Russia’s gross domestic product dropped 35% from 2014 to 2015, and it’s only 7.4% of the U.S. GDP. In fact, the states of California, Texas and New York each have higher gross domestic product than the entire country of Russia. This economically diminished country, however, has a leader who can do anything he wants, and has very high approval ratings. He can imprison and kill journalists who write unflattering things about him. He can take over territory in a neighboring country for the heck of it. He can order troops into Ukraine, shoot down a civilian airliner, and lie about it in the face of overwhelming evidence. He can bomb the hell out of Aleppo without worrying about the civilians on the ground. Of course he’s Trump’s hero.
Donald Trump wants that same power in the U.S. – and he may think it comes with the job as president – but this week’s polls make that victory look out of reach. But that’s where Putin can help. It is widely known that the Russian military/government is responsible for the hacked emails from Hilary Clinton’s campaign manager, the head of the DNC, and other Democratic Party entities. Wikileaks is releasing some of these Russian-provided emails each day in order to harm Clinton’s chances of winning in November, and the Russian-Wikileaks releases will probably continue all the way to election day. Not only that, Russia could create explosive fake emails that could have a significant impact in lowering voter turnout or depressing Clinton’s totals.

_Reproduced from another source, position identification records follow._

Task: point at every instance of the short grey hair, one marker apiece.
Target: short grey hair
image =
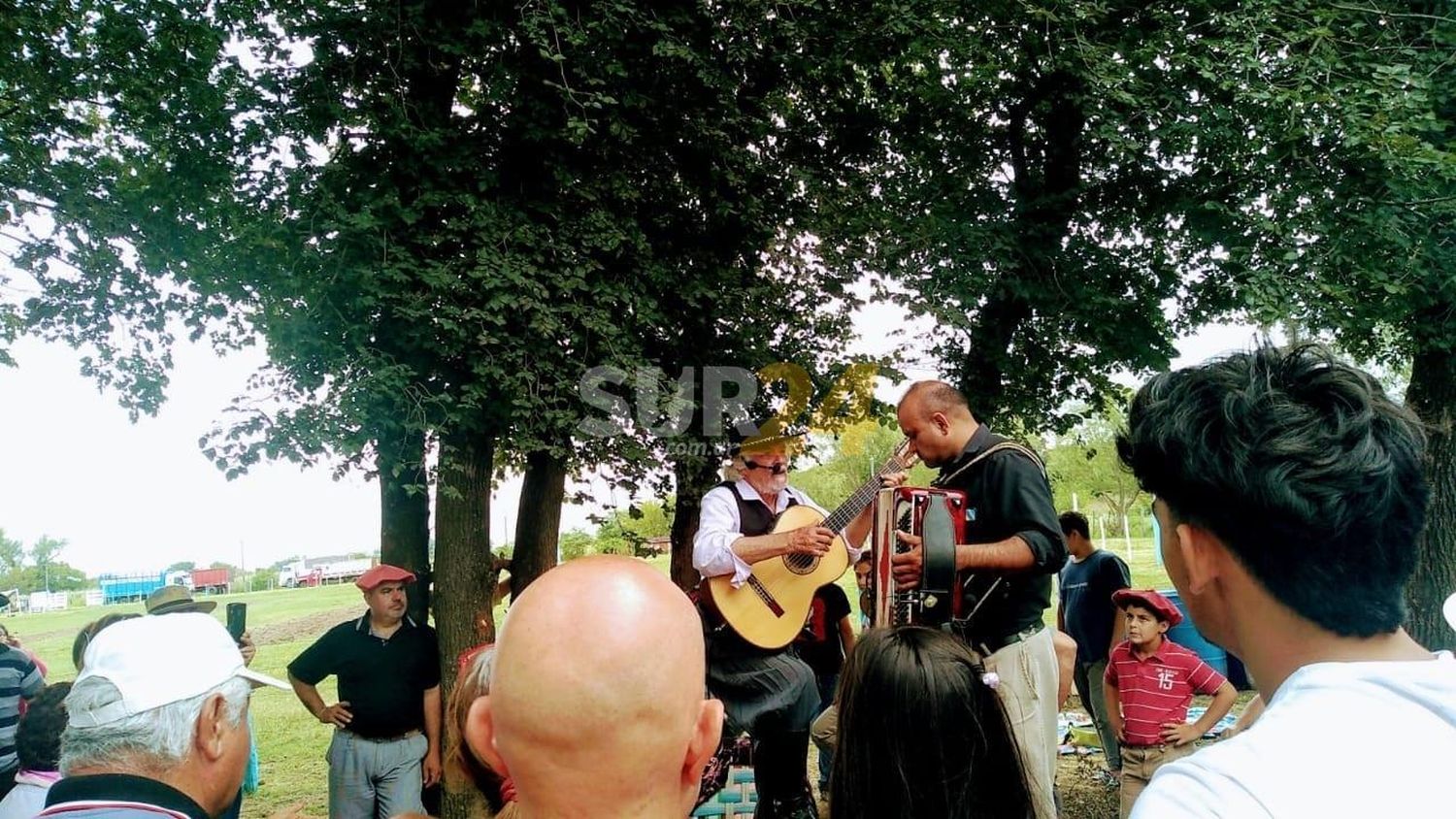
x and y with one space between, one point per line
150 740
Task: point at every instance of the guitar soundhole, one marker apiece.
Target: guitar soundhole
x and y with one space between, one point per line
801 563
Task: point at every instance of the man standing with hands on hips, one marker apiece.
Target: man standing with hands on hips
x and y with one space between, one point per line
1012 548
387 717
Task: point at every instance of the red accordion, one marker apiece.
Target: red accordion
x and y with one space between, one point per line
938 516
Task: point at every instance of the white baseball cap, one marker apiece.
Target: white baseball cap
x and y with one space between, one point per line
157 661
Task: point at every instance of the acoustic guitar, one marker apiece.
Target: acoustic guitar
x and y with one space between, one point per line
771 606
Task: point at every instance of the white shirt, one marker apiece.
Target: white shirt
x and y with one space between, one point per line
718 527
1360 739
25 799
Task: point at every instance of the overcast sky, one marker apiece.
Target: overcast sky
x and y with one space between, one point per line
133 498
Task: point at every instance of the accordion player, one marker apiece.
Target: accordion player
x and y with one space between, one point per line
938 516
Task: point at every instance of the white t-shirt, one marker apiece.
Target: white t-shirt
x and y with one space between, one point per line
25 801
1359 739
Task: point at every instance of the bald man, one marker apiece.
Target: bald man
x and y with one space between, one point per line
1012 548
606 713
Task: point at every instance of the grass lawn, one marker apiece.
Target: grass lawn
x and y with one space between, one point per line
291 742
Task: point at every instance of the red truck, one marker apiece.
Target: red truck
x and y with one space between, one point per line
210 580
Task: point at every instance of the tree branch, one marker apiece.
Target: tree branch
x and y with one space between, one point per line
1383 14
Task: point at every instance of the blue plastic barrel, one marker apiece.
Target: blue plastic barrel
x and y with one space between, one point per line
1188 638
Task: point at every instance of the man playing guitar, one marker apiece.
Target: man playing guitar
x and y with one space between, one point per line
769 693
1013 548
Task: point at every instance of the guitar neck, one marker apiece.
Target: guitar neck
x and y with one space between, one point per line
861 499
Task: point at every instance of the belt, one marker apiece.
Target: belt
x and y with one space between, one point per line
987 646
396 737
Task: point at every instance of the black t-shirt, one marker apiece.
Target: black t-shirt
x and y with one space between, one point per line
1086 601
1007 495
818 643
383 681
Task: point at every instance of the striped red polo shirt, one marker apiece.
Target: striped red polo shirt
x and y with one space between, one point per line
1158 688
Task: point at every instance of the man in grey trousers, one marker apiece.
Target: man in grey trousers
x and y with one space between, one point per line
386 745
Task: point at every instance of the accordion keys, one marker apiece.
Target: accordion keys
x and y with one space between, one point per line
938 516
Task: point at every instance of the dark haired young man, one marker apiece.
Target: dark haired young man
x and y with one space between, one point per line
1086 612
1289 492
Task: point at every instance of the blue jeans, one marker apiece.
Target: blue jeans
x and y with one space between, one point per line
827 684
375 778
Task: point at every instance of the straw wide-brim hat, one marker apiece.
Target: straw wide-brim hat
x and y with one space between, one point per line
171 600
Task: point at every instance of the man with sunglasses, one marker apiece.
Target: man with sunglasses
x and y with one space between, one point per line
772 694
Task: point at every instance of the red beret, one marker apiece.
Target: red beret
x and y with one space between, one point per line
1159 606
383 573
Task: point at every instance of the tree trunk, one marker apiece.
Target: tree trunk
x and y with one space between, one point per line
693 475
465 573
1433 398
404 537
538 521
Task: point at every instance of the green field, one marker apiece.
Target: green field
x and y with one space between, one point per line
291 743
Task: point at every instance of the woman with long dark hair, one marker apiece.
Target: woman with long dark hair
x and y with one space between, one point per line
922 734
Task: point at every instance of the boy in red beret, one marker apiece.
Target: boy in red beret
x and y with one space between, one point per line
1149 684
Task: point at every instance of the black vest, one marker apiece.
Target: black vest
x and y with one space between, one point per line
754 516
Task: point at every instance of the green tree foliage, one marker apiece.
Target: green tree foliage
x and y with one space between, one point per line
836 466
12 553
625 531
576 542
1083 463
119 131
1339 207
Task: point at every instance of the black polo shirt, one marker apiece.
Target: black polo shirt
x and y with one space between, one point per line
383 681
1007 495
122 793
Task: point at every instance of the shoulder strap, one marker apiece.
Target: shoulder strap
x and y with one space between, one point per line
1002 446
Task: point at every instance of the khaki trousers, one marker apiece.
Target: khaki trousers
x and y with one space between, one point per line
1028 693
1139 766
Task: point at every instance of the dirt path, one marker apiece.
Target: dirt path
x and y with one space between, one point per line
306 627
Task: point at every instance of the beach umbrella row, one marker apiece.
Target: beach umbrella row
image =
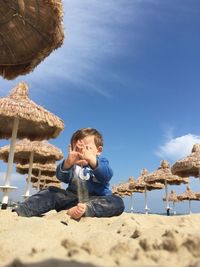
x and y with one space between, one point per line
20 117
27 151
38 170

I think the public will swallow the lies hook, line and sinker because we’re being conditioned by these regular Wikileaks dumps.
So, Putin could possibly sway the American voter to choose Donald Trump with this targeted campaign, but even if that does not work, Trump may have an additional upside from the Russian interference. Donald Trump has repeatedly stated that the election may be stolen from him. Every unflattering news story about him is portrayed as an attack on Trump by Clinton and her surrogates, the mainstream media.

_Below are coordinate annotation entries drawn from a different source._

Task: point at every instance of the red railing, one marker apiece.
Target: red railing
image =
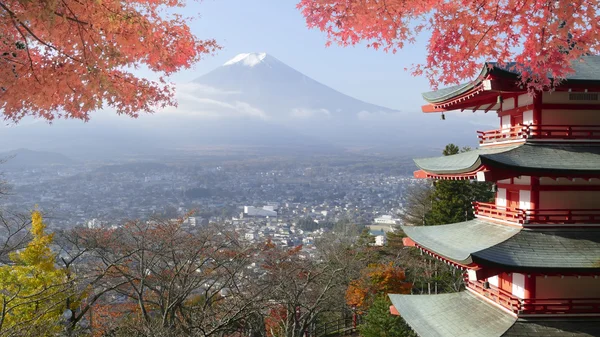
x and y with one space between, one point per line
536 306
498 212
563 131
497 295
561 306
531 131
537 216
512 133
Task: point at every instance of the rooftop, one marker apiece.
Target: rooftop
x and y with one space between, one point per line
490 244
528 157
587 70
463 314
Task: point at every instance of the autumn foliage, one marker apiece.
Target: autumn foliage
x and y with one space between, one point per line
543 37
67 58
376 279
32 295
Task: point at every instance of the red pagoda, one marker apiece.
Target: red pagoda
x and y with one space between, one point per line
531 259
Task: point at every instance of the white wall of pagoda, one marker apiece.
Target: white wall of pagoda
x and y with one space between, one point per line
564 97
570 117
544 181
501 197
569 200
567 287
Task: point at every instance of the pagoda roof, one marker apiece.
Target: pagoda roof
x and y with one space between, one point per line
495 245
563 249
585 71
458 241
455 314
463 314
527 157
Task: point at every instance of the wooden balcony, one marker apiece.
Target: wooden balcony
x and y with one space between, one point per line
532 131
537 216
536 306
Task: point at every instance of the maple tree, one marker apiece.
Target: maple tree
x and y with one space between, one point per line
376 279
67 58
543 37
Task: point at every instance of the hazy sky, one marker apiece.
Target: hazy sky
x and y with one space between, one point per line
278 28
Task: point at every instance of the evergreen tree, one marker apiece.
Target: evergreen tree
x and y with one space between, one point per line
452 199
378 322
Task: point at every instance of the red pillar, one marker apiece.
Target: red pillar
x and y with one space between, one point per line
537 108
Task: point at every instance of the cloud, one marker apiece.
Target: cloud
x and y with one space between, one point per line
201 89
307 113
195 100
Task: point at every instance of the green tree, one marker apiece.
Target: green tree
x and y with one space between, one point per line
378 321
452 199
32 292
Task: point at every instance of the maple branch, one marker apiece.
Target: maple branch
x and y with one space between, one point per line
26 49
15 18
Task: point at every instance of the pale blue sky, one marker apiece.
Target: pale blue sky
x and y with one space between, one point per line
278 28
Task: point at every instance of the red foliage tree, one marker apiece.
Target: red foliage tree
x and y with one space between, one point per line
542 36
376 279
67 58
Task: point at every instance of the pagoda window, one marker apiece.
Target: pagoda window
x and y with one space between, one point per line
508 103
522 180
518 285
505 123
517 119
501 197
524 199
567 287
528 117
505 281
513 198
493 281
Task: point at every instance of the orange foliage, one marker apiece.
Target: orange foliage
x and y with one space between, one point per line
274 321
106 317
67 58
536 34
376 279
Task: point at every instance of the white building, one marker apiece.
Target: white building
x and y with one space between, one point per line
386 220
380 240
259 212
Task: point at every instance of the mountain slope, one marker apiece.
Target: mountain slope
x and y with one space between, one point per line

It doesn’t appear to matter what Donald Trump says or does, his core followers will stick with him. That is approximately 43% of the electorate, or roughly 56-60 million voters. A good portion of those voters are choosing Trump for economic reasons. The rich would get richer under Trump’s proposed tax cuts and regulation reform, but many – perhaps 10-15 million followers – may consider armed revolt against a federal government led by Hilary Clinton. That is a very scary scenario.

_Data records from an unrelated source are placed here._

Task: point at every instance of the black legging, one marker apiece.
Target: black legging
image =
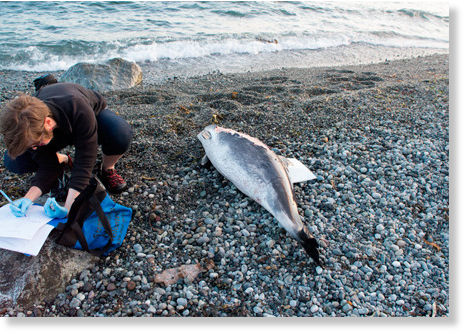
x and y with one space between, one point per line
114 135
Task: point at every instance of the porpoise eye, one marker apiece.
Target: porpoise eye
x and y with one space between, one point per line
206 135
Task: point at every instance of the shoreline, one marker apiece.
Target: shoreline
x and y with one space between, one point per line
21 81
377 137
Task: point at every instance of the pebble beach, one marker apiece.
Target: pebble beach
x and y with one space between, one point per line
377 138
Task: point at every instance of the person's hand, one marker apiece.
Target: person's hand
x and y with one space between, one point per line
20 206
54 210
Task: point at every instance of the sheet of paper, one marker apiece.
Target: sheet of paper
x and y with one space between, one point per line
22 227
27 246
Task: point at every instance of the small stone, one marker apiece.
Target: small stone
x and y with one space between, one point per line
75 303
182 301
131 285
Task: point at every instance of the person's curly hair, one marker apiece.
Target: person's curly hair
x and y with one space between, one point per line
22 124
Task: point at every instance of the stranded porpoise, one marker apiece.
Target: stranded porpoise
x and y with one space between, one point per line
262 175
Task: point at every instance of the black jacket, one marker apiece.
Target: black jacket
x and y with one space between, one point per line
74 108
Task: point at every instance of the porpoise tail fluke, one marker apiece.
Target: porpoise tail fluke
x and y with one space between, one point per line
310 245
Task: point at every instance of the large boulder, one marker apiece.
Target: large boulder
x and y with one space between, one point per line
114 74
28 280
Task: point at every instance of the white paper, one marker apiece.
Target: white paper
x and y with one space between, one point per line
22 227
27 246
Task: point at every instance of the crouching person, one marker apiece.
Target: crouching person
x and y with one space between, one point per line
36 128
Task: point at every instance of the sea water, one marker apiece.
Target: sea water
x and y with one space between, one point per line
190 38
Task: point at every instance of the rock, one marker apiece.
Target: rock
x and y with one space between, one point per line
27 280
114 74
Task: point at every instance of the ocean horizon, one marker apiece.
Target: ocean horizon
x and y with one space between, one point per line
191 38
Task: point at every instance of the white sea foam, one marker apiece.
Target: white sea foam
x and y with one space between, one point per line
153 32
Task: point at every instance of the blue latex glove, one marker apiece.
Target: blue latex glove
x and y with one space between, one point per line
54 210
20 206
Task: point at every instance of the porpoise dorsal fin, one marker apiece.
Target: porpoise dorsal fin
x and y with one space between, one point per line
297 172
204 161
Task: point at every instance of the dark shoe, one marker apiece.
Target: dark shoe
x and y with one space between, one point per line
61 188
112 181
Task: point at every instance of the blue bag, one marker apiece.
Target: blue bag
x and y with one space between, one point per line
95 222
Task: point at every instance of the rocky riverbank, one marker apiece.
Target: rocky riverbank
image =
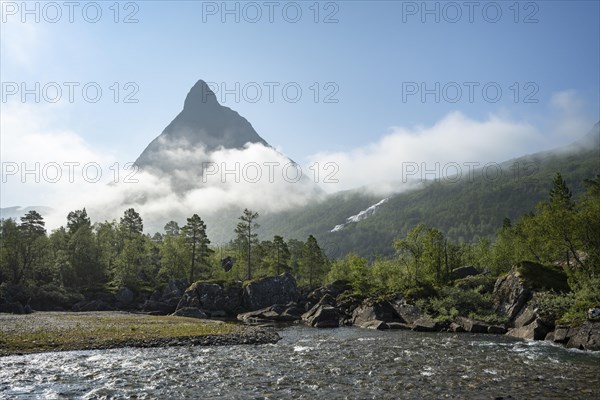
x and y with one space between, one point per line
510 308
63 331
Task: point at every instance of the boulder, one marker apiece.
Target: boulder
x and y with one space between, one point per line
265 292
593 313
471 325
379 311
124 297
425 324
213 296
277 312
510 294
408 313
463 272
375 324
525 317
561 334
496 329
586 337
92 305
155 307
322 316
398 326
346 308
190 312
455 327
332 289
536 330
14 307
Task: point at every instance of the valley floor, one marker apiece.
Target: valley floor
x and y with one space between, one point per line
63 331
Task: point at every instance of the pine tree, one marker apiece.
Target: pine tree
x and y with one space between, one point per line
195 235
245 231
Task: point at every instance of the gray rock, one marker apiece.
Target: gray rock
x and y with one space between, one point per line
12 308
265 292
593 313
190 312
381 311
586 337
398 326
92 305
536 330
471 325
496 329
510 294
454 327
425 324
322 316
525 317
463 272
158 307
212 296
332 289
375 324
561 334
407 312
277 312
124 297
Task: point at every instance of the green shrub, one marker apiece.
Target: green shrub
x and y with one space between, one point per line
543 277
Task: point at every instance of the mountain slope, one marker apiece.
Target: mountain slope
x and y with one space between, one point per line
203 122
463 210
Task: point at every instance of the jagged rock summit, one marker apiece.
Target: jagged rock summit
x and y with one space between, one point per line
202 122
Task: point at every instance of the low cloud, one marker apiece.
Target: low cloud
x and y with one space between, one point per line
188 180
56 168
456 144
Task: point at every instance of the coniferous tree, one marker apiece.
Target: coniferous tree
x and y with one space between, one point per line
246 234
195 236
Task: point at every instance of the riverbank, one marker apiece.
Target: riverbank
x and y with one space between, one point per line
64 331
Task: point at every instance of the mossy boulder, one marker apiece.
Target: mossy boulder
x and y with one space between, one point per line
512 292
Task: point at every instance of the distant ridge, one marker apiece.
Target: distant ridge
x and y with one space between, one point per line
202 122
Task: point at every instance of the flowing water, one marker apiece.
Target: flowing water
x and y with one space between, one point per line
344 363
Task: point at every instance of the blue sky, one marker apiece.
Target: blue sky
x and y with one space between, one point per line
368 58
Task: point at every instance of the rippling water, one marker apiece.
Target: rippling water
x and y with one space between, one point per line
308 363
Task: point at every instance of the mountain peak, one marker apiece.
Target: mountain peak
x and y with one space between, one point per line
203 122
200 95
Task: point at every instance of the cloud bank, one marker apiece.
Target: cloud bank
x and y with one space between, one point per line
190 180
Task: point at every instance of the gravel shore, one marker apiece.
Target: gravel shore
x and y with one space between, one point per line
64 331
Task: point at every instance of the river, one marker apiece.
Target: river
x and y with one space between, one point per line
308 363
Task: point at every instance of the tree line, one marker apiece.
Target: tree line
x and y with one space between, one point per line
83 256
87 256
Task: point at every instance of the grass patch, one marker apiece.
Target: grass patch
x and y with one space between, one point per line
41 332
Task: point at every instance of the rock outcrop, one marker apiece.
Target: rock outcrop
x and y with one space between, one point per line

And we now should ask why would Trump and Putin want an armed revolt in the United States? Well, the answer for Putin is easy – it’s the game of Risk strategy. There’s no better way to weaken a country than to have it fall into a bloody civil war. If the U.S. were to attack itself from within, Russia would be in a much better position in the world.
But why would Trump want such conflict, and his words seemed designed to drive his followers in that direction? Money. Just as Donald Trump cheered the housing crisis eight years ago so he could buy discounted real estate, major armed combat between Americans would certainly have a depressing impact on housing prices, so he would again be able to find bargains. He also has enough money to keep himself and his family safe during the turmoil, just as I once parked myself in my heavily fortified Australia on the Risk board.
There’s another way to lose at Risk of course. That is to piss off your friends so much with your strategy that they form an alliance at the beginning of the next game and wipe you out in 15 minutes. And that may be a lesson for Mr. Trump. Be careful of how you inflame the mob, if any forms. You may find after a while that they return to attack the mouth that formed them.